The app is basically a Flask application (app.py), in which we will have different callbacks with which we will render our front-end (based on HTML, CSS and JS) and with which we will call our text prediction function: generate.py

It is in generate.py where we will load the tokenizer and the NLP model downloaded from distilgpt2, and we will pass to both of them the input that the user enters in the text box that he will find in the HTML front-end in the form of a python function that we will call generate(). The result of this function will be the prediction given by the model for this input, and it will be returned to the front-end through the main.js script.

Deploying in Cloud Run

Once we have downloaded the model locally by running the get_model.py script in a terminal, and we have checked in our localhost (in this case, through port 8080) that the app works correctly, it's time to generate our container and upload it to Google Cloud Registry.

To do this, it is essential to first have a GCP account with a project created in it and the Cloud Registry and Cloud Run services enabled for it. An easy and simple way to upload this container to the Cloud Registry is through the command line once we have correctly installed Google Cloud SDK on our computer (more info on how to do it here).

So, to generate the container and upload it to GCR we will only have to execute the following commands in our terminal


          # Build docker container
          docker build --tag container-tag-name:latest .

          # Check in 8080 port that everything is working
          docker run --env=.env -p 8080:8080 container-tag-name

          # Push container to Google Cloud Registry
          docker tag container-tag-name:latest eu.gcr.io/container-tag-name/container-tag-name:latest
          docker push eu.gcr.io/container-tag-name/container-tag-name:latest

Once the container is completely uploaded to GCR, we only have to create a new Cloud Run service in our project, specifying what we want to use:

2 CPU
2 GiB allocated memory
Allow unauthenticated invocations

In our project control panel, we can see the progress of the deployment of our container. Once it has been completed, we can see in the upper right a URL where the container has been deployed. If we click on it, we will be redirected to a new page where our app should load normally.

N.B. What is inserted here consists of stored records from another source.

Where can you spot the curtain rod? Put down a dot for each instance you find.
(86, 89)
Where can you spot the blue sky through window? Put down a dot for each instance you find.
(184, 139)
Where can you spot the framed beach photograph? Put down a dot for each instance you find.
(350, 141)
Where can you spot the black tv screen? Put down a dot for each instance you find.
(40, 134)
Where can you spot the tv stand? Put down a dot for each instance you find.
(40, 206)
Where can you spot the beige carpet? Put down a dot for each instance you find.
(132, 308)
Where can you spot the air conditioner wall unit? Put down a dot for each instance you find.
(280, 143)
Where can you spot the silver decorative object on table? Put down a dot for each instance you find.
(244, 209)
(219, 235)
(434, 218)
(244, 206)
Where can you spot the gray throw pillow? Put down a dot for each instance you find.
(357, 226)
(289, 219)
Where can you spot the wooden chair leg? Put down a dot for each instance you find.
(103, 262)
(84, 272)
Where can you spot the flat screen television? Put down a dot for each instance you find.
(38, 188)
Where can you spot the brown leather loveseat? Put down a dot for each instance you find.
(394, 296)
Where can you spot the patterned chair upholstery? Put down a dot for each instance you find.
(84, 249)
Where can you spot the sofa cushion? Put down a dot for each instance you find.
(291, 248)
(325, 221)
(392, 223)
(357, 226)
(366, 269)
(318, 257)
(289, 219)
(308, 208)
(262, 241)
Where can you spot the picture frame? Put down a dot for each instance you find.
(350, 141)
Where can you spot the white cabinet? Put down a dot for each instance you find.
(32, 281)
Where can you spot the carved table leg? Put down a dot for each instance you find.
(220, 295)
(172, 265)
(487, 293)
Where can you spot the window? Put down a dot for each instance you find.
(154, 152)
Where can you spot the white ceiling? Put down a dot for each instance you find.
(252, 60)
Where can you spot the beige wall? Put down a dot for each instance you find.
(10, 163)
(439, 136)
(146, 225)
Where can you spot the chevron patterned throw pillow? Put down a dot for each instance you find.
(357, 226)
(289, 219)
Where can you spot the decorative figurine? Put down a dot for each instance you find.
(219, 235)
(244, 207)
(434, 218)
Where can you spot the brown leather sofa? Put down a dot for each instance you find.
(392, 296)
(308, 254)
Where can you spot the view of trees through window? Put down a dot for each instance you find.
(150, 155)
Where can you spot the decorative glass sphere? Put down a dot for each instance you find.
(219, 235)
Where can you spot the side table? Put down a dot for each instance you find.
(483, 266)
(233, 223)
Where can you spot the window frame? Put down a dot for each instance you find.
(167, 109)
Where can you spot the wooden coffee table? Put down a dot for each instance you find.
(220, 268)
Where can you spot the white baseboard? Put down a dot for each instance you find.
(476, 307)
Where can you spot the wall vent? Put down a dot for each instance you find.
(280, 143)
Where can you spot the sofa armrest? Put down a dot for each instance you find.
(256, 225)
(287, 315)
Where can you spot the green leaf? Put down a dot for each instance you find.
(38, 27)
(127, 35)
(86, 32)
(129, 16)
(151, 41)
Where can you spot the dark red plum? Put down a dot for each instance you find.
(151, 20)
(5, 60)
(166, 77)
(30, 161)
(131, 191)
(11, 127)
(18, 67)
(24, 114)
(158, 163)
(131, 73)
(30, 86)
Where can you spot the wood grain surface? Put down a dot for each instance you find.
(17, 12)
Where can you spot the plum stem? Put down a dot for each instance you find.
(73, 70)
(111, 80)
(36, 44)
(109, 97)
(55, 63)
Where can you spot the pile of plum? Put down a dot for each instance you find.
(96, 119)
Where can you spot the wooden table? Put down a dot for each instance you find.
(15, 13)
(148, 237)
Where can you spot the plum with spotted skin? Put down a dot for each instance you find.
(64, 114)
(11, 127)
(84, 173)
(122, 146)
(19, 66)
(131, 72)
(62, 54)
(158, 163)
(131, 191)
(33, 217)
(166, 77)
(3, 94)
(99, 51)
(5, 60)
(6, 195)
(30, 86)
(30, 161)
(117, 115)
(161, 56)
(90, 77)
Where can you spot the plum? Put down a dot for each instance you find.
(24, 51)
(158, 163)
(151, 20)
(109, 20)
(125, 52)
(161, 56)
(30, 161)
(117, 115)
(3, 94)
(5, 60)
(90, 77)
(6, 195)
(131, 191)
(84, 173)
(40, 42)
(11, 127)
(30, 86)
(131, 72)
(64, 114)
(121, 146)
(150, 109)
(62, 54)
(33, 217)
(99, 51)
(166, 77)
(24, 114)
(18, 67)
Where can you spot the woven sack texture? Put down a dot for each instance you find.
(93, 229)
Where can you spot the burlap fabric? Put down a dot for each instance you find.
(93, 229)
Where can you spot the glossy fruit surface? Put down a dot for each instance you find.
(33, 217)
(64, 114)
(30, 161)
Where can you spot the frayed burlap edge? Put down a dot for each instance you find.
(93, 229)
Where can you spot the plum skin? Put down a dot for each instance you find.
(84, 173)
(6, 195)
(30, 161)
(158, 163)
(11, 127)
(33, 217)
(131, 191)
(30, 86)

However, when we try to write text so that it returns predictions it will not do anything and will remain static.

This is due to the HOST configuration in the app. To correct it, we will have to copy the address of the app itself (i.e. https://gpt2-text-generator-app-hwe7ciavyq-ew.a.run.app/) and create a new HOST variable in the Cloud Run service. To do this, we will return to the main panel and click on the edit service option. Once there, we will click on Variables - Create new variable. The name that we will assign to it will be HOST and the value of it will be the one of the URL of the app itself that we had copied previously (including "https://"). After this, we will save our changes and the app will be displayed again allowing, this time, the prediction function to work properly.

Further Work

This project is especially versatile and interesting in that it allows. On the one hand, recycle much of its code to create other front-ends and containerize them to deploy apps with ML in the Google Cloud itself quickly and easily, allowing to focus on improving the model itself, and not on its deployment.

On the other hand, this project allows even multiple improvements, such as implementing more accurate NLP models than distilgpt2, or allowing the app to recognize multiple languages, since right now it only predicts in English.